An examination of selenium interactions between soil and water at environmentally relevant concentrations

Selenate is considered the most mobile form of selenium in the soil environment. Selenium concentrations in the ppb range are considered toxic to animals; however, research focusing on selenate interactions with the soil solid-phase at these concentrations is limited. Nearly all macrochemical adsorption experiments with selenate have shown it does not adsorb to soil. In contrast, spectroscopic studies indicate it can form inner-sphere complexes to minerals. I hypothesize that at low solution concentrations there is a significant adsorption of selenate on soils. Experiments were conducted at low selenate concentrations using three different soils to test for adsorption. The Reyes soil adsorbed 20% of the initial selenate treatment (50 mug Se kg-1 solution). The Ciervo and Panoche soils adsorbed 19 and 14% of the same treatment, respectively. Increasing the pH of the Reyes soil to 7.5 using a HCO3 -/CO32- buffer resulted in a 75% reduction of adsorption. Selenate adsorption was also related to extracted Fe and Mn, with higher selenate adsorption measured on soils with more extractable Fe and Mn. When the ionic strength of the system was increased 5-fold, the Reyes soil had a maximum selenate adsorption of 150 mug Se kg-1 soil at initial treatments as low as 15 mug Se kg-1 solution (compared to a maximum of 404 mug Se kg-1 soil at the lower ionic strength).

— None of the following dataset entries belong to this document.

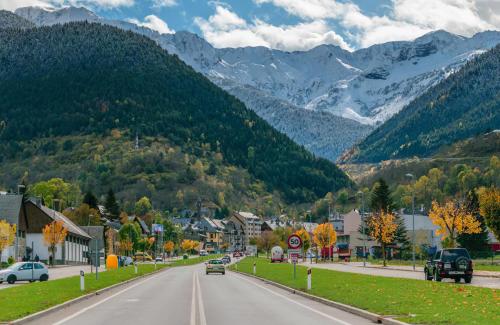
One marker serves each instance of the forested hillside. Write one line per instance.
(83, 78)
(11, 20)
(465, 104)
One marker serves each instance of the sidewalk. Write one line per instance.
(407, 272)
(407, 268)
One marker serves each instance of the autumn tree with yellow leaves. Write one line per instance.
(489, 207)
(453, 219)
(169, 247)
(383, 227)
(7, 235)
(324, 235)
(54, 233)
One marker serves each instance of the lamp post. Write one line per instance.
(363, 225)
(412, 177)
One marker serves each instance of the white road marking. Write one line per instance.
(104, 300)
(193, 301)
(295, 302)
(201, 308)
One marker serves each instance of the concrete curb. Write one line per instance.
(68, 303)
(406, 270)
(350, 309)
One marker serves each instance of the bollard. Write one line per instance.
(82, 280)
(309, 271)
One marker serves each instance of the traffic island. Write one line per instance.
(404, 300)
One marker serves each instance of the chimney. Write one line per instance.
(21, 189)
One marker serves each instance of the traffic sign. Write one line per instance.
(294, 242)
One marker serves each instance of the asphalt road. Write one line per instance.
(185, 295)
(485, 282)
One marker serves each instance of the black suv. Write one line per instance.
(453, 263)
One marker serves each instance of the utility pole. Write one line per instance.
(412, 177)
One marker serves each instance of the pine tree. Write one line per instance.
(476, 244)
(90, 199)
(111, 205)
(381, 202)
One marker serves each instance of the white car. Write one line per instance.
(24, 271)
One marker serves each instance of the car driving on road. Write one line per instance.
(452, 263)
(215, 266)
(25, 271)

The Reyes soil (pH 5.0) had approximately equal percent of the total selenium lost from solution in the soluble and adsorbed fractions of the soil. Selenate lost from solution in the Ciervo (pH 8.2) and Panoche (pH 7.9) soils was predominantly in the soluble fraction, with a small percentage found in the adsorbed and residual fractions. The difference between Se fractionation of the soils and variation in adsorption due to changes in ionic strength supports a mixed inner-outer sphere adsorption model with adsorption being outer-sphere at high pH and transitioning to a mixture of inner and outer-sphere as pH decreases. This is some of the first macrochemical evidence from adsorption isotherms and sequential extraction of non-native selenium from soils that has been presented supporting the mixed inner/outer-sphere adsorption profile in soils.